SQL Course

Structured Query Language

Structured Query Language, often abbreviated SQL is a normalized language to process queries on a relational database. It's based on a "model" that you defined. If you need something flexible, you should look at NoSQL databases.

Relational databases are provided by a Database management system DBMS (Système de gestion de base de données (SGBD)). You will need one to manage your databases among

  • Oracle
  • PostgreSQL
  • MariaDB
  • MySQL
  • SQLite
  • ...

You need to install one, to continue this course. Please, refer to your DBMS documentation 🤓. A temporary solution might be to use SQLiteOnline (🙄).

ENSIIE students got a some notes in the WEB section to use our school database.

SQL 89/92: Both SQL-89 and SQL-92 are quite used. There is one major difference: what we call "JOIN clauses" are not available in SQL-89.


Relational model

In the second screen, you can see the usual representation of your data in a database. This is literally an Excel table with rows, columns, and entries. In the first screen, this is the UML representation, that we use when creating a database from specifications (see relational modeling).

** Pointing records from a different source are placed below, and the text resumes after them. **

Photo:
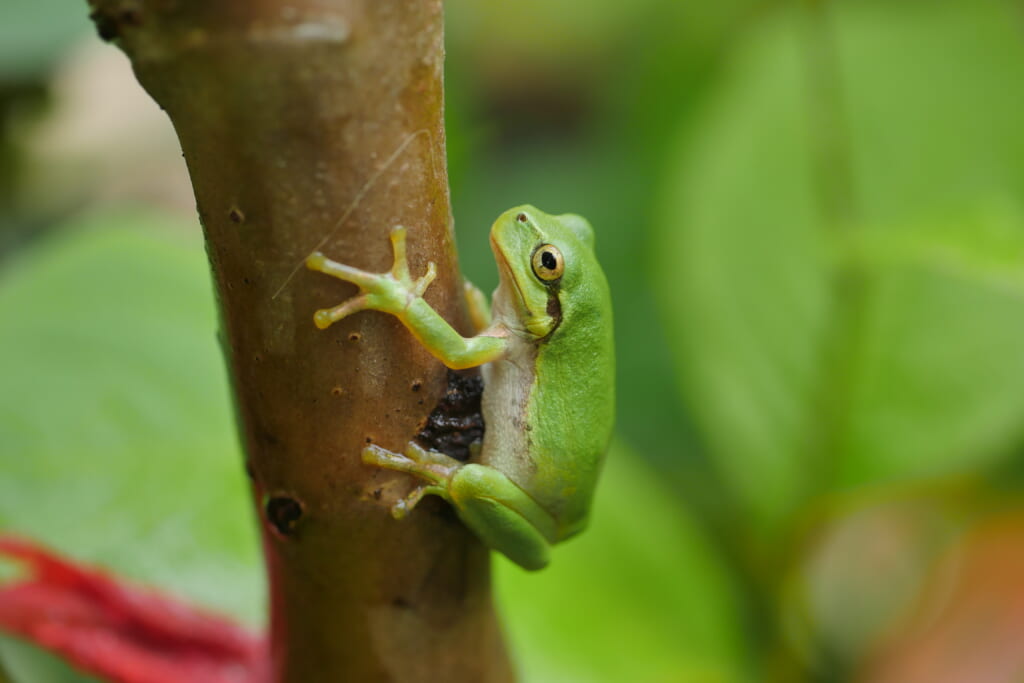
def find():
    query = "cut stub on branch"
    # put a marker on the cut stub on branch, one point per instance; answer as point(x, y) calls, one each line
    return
point(122, 633)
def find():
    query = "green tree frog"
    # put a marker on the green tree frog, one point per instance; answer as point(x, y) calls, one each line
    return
point(548, 367)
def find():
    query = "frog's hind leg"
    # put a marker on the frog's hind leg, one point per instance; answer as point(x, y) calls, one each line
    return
point(503, 515)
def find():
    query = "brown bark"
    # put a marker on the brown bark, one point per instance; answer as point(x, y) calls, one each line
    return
point(317, 124)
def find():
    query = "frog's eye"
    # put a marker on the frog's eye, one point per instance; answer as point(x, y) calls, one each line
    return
point(548, 263)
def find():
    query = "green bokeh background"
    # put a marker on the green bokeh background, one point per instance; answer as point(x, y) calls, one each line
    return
point(811, 217)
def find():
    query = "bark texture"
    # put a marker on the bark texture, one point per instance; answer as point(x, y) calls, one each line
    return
point(317, 124)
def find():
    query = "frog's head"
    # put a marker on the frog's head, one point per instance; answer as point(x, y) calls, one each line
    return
point(545, 264)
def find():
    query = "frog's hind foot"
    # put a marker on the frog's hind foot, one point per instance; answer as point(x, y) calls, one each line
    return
point(435, 468)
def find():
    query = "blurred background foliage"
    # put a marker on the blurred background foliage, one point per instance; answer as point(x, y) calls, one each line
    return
point(811, 217)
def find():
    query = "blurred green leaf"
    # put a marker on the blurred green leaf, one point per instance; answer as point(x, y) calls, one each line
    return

https://cdn.jsdelivr.net/gh/lgs-games/memorize/info/sql/./images/table_modeling.png

https://cdn.jsdelivr.net/gh/lgs-games/memorize/info/sql/./images/table_view.png

Some vocabulary

Element Name (UML) Name (DBMS) Note
Customer Class Table
id, name, age, gender Attributes Attributes/Variables (=columns)
(1, "Luna", 18, "Woman"), ... Objects Tuples/Records (=rows). We are saying "tuples" in French too.
id Identifiers
(Keys, but this is a mistake)
Keys A primary key is a set of one or more attributes.
We can find a row in a table, given its values in the primary key.
The primary key as a whole is unique and not-null.
This is used to reference a tuple in another table (Foreign key).
Usually, we are using an artificial key
which is incrementing (+=1) each time we are adding a row.
Here, given "id=1", we know we are talking of "(1, Luna, ...)".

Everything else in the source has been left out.